I cross myself. ‘I’ll never forget the sound of her body banging against the steps or that last moment when . . . when her head hit the stone flags at the bottom.’
I keep my gaze on Francesca’s face. She’s listening, transfixed.
‘Then afterwards there was this moment of silence, a . . . a stillness. Dex raced down the steps to the basement. I stood there, I couldn’t take it in. Dex was calling Mummy’s name and it was like I was hearing him through a mist. And then his voice grew more urgent and I had to see what happened though in my heart I knew. So I went down the steps. I didn’t look at Mummy until I was right there, then I forced myself. At first I just looked at her foot . . . her left foot, half out of its strappy sandal.’ I glance at you, but you don’t meet my gaze. ‘And then Dex noticed me and he said: “Lucy, she’s not breathing.” Then the F-word over and over again.

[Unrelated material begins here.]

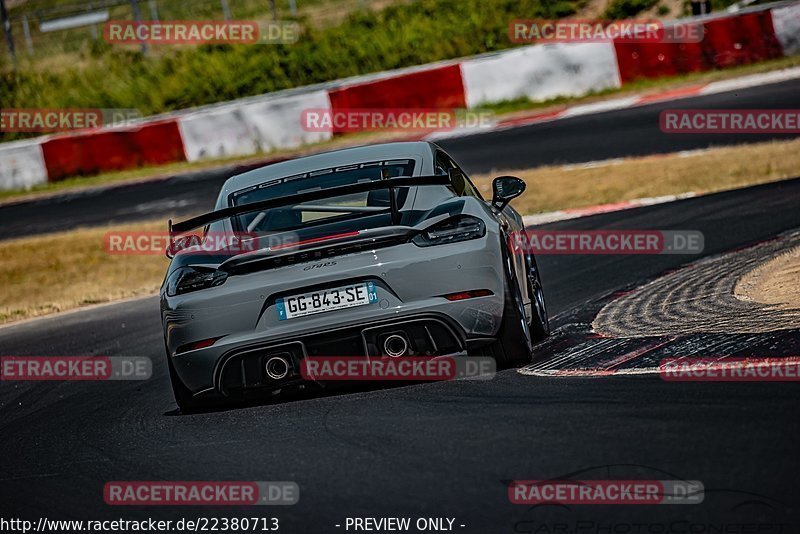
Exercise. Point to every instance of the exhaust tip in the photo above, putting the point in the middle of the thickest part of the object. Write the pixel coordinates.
(277, 367)
(395, 345)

He was hyperventilating. I turned my head slowly and let my eyes travel up Mummy’s body. Her blue dress, the strap hanging off one shoulder, the black lace edge of her bra, the line of her make-up. I remember thinking how much make-up she was wearing. A dark pink lipstick. Her eyes were open. She looked like . . . like she had just seen something that surprised her. There was blood coming from under her head. Dex had blood on him from fumbling about, feeling her neck and her wrist. “There’s no pulse, she’s dead.” He said that, then more F-words, then he looked up at me and he said: “What have I done? Lucy? What have I done?” ’
I pause, hands clasped, reliving that moment when you needed me, the fulcrum of our co-existence, the point where my own life truly began.

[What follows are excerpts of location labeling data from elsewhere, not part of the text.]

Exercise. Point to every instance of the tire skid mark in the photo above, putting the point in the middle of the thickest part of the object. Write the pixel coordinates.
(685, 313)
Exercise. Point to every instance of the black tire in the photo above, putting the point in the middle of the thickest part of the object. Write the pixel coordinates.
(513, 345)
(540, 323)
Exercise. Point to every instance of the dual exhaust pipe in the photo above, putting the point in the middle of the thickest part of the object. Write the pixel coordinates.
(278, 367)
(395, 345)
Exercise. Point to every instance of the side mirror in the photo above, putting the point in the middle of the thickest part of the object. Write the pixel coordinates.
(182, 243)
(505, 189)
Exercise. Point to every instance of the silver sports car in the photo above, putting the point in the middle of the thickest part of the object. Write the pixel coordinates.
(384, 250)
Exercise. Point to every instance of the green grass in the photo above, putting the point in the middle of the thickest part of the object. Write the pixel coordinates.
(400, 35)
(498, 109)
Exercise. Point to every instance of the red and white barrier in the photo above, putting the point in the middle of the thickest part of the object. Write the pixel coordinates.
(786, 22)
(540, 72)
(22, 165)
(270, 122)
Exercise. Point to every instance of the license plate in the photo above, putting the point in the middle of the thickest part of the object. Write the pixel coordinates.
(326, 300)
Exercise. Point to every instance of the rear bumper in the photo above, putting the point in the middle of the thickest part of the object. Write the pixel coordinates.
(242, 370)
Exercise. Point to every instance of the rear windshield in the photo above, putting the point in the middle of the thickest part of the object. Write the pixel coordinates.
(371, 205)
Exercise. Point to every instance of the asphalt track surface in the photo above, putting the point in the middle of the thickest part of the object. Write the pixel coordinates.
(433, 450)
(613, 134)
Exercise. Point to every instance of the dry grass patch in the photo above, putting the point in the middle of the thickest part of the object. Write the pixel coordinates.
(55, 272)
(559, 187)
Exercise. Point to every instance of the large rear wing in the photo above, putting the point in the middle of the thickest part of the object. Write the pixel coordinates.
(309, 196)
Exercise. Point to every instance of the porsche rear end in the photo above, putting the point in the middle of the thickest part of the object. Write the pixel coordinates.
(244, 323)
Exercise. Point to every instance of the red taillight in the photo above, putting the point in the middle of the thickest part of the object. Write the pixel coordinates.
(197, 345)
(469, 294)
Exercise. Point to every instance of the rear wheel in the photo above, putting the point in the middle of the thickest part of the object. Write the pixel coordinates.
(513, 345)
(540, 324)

‘That’s enough.’ You storm over, your eyes dark like thunder.
I’m shocked back into the present. Across the dusty attic Francesca’s mouth hangs open. Harry stares. And suddenly you are looming over me, shaking me. Furious.
I scream. I run. Down the stairs to the second floor.

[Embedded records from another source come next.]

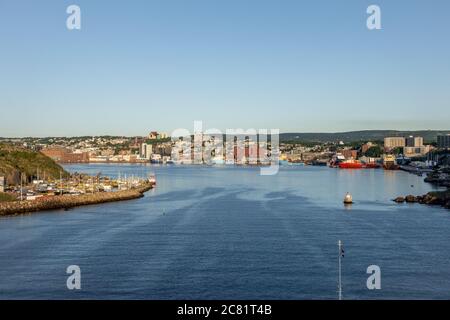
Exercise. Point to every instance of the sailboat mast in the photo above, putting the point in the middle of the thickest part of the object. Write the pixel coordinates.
(340, 270)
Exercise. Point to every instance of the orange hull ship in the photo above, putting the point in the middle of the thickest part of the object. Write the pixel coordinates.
(372, 166)
(351, 164)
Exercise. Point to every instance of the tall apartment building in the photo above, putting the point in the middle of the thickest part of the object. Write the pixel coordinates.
(414, 141)
(394, 142)
(146, 151)
(444, 141)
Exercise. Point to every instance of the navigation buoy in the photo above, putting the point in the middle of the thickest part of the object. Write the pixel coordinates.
(348, 199)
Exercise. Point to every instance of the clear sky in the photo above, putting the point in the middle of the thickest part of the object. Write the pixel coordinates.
(299, 66)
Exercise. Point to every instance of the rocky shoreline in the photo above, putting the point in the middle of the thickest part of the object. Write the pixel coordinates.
(68, 201)
(438, 198)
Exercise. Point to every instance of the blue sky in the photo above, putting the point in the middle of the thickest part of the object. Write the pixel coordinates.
(299, 66)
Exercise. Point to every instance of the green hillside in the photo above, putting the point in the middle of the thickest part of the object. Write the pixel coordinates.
(16, 160)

I hear you follow. You stop for a second to slam the bolts across the attic door, locking the others in. Then you’re pounding down the steps behind me.
Coming for me.
FR
AN
The bolts slam on the other side of the door.
‘Hey!’ I yell, pushing Lucy’s terrible story out of my mind.
‘Let us out!’ Harry shouts.
But they’re gone. The rope around my wrists bites deep as I shuffle over to Ruby. She’s still asleep but her breathing is regular and even.
‘Fran, come here!’ Harry whispers, his voice hoarse.
I spin around. He’s pulling a shard of broken mirror from out of his sleeve. ‘It was in there,’ he explains, pointing to the box of old silverware he was examining earlier.
I hurry over. I turn my back so Harry can reach the rope around my wrists. He saws away at the binding and for a second I experience a dizzying déjà vu. He cut me free less than an hour ago in the summer house. It feels like years ago.
‘Are you all right?’ I ask.
‘I’m fine,’ he says. ‘Do you think Lucy called the police?’
‘No,’ I say. ‘I’m certain she didn’t. God, I hope she’s all right.’
Harry mutters something under his breath, slicing through the final bit of my rope. I rub my wrists then take the shard. I pull the sleeve of my jumper over one end of its sharp edge and position myself to deal with his binding.
Harry’s hands are wet. I lean closer, trying to see why and catch the scent of something metallic. ‘Is that blood?’ I ask. ‘Shit, did you cut yourself when you were doing my rope?’
He nods. ‘I had to hold it tight to get a proper grip. It’s fine.’
I work away at Harry’s rope, keeping my jumper double-folded over the end of the mirror to protect my own hand. The edge is blunted after cutting through my own rope. My breath is coming in heaves thanks to the effort. My hands are slick with Harry’s blood. He says nothing, though it must be hurting like hell.
At last I’m through. Harry struggles to his feet, wincing.
‘Let me see.’ I examine his hands, wiping away the blood with my sleeve. There’s a deep cut between the thumb and forefinger of his right hand. ‘Shit.’ I reach under my jumper and rip a strip of cotton from my T-shirt. I bind it around Harry’s hand then race over to Ruby. She’s stirring, her eyes still closed.